Electron degeneracy pressure

Why is it that in stars undergoing gravitational collapse electron degeneracy kicks in? Why couldn't the electrons form energy bands like in semiconductors?

• I'm not very sure, but I would think that the most likely reason is temperature. The collapsing star has a temperature in the million Kelvin range, whereas the energy bands are in the room temperature range. – Kyle Kanos Mar 29 '14 at 16:06

Quantised energy levels/bands arise from electrons moving in a potential well. In say a white dwarf, the degenerate electrons can have kinetic energies of order 100-keV to 1MeV and can usually be assumed to behave like (almost) free particles. In which case there are a set number of available momentum eigenstates per unit volume $$g(p)\,dp = \frac{8 \pi p^2}{h^3}\,dp ,$$ where $p$ is the momentum.
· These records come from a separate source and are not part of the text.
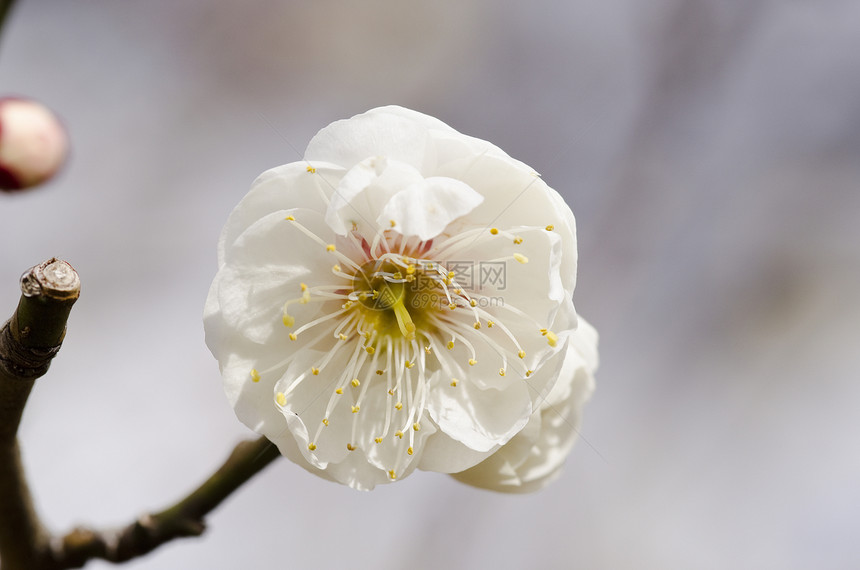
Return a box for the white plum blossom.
[204,106,598,490]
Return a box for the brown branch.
[0,260,282,568]
[46,436,281,569]
[0,259,81,570]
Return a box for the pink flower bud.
[0,98,68,192]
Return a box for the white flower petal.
[206,209,337,346]
[417,429,496,473]
[216,162,344,265]
[305,107,437,173]
[427,369,531,452]
[380,177,484,241]
[352,379,438,475]
[325,156,424,235]
[220,349,289,437]
[323,448,390,491]
[370,105,459,134]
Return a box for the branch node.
[58,527,108,567]
[0,324,62,378]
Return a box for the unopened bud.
[0,98,68,192]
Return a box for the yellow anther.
[375,437,383,444]
[289,333,297,341]
[395,430,404,439]
[513,236,523,244]
[513,253,529,264]
[333,264,342,273]
[468,358,477,366]
[306,166,316,173]
[335,388,343,395]
[392,271,403,280]
[351,405,360,414]
[424,345,431,354]
[308,442,317,451]
[250,369,260,383]
[470,299,477,307]
[390,219,396,228]
[499,368,506,377]
[407,447,414,456]
[322,418,329,426]
[347,443,356,451]
[388,470,396,480]
[285,214,296,221]
[338,333,347,341]
[448,303,457,310]
[487,320,495,328]
[376,369,384,375]
[546,331,559,347]
[525,370,534,377]
[275,392,286,406]
[540,328,548,335]
[546,225,554,231]
[395,402,403,410]
[426,262,434,269]
[404,361,414,369]
[300,282,308,291]
[450,378,458,387]
[351,378,360,387]
[447,341,455,350]
[311,367,320,376]
[473,322,481,330]
[518,350,526,359]
[283,314,295,327]
[490,228,499,235]
[388,389,395,396]
[326,244,336,252]
[406,264,415,274]
[413,423,420,431]
[365,346,375,354]
[447,271,455,280]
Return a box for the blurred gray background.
[2,1,859,568]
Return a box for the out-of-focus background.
[2,1,859,568]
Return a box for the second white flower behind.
[204,106,597,490]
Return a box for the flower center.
[351,259,418,341]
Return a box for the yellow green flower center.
[352,259,445,343]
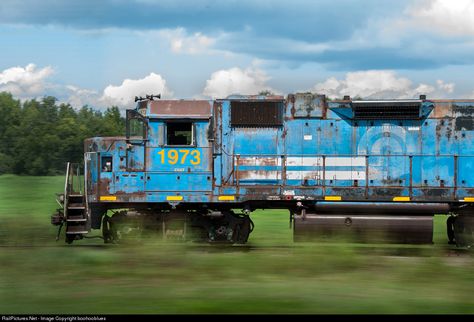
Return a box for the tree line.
[0,92,125,176]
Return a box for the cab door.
[126,109,146,171]
[116,109,145,194]
[146,119,212,192]
[85,151,98,199]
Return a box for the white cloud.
[65,73,175,109]
[0,64,174,109]
[203,66,275,98]
[323,0,474,65]
[312,70,454,99]
[158,28,216,54]
[0,63,54,98]
[436,79,455,93]
[0,63,100,108]
[64,85,100,108]
[406,0,474,36]
[101,72,173,107]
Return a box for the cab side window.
[129,117,146,138]
[101,156,112,172]
[166,122,193,146]
[126,109,147,141]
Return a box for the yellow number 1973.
[157,149,201,165]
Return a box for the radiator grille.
[231,101,283,127]
[353,101,421,120]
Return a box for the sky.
[1,0,474,110]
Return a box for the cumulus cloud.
[65,73,174,109]
[203,67,276,98]
[158,28,216,54]
[312,70,455,99]
[436,79,455,93]
[64,85,100,108]
[406,0,474,36]
[0,64,175,110]
[0,63,99,107]
[101,73,173,107]
[0,63,54,98]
The electrons fill up all the available energy states (because of the Pauli exclusion principle) up to the Fermi momentum/energy.
There are small corrections made to account for the fact that positive charge is concentrated in nuclei whilst the electrons are (almost) uniformly distributed (electrostatic corrections). Below densities of $10^{7}$ kg/m$^3$ (brown dwarfs, planets) the assumption of a uniform electron distribution breaks down, the Fermi (kinetic) energies move to an atomic scale and further corrections need to be made (Thomas-Fermi corrections) which assume the electrons move in the spherically symmetric potential of a nucleus.